FCC Chief Wants 911 Service for Internet Phones: FCC Chairman Kevin Martin said on Tuesday he would soon propose requiring Internet-based telephone providers to offer their customers emergency 911 dialing services.

After hearing reports of consumers having trouble getting through to the police when dialing from an Internet telephone, known as Voice over Internet Protocol (VOIP), Martin said he wanted to address the problem quickly.

Calls to 911 with traditional telephones provide emergency service dispatchers with the caller's number and address. VOIP providers have limited access to the systems connecting those calls to primary emergency lines and location information is not always available.

"I immediately asked our staff to develop a plan to address this issue," Martin said during a House subcommittee hearing.
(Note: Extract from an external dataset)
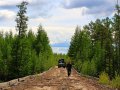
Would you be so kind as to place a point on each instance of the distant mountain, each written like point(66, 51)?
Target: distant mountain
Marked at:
point(63, 44)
The proposal would "hopefully require they (VOIP providers) have 911 services being provided," he said.

After the hearing, Martin told reporters he planned to offer a proposal to the other three FCC commissioners so they could vote on it in May, possibly at the May 19 FCC open meeting.

He declined to offer more details about his plan. Martin said since the FCC insulated the Internet phone carriers from many state regulations, the agency had an obligation to act.

In related news, Verizon announced on Tuesday that it would start making its 911 network in New York City available to all voice over Internet Protocol providers this summer.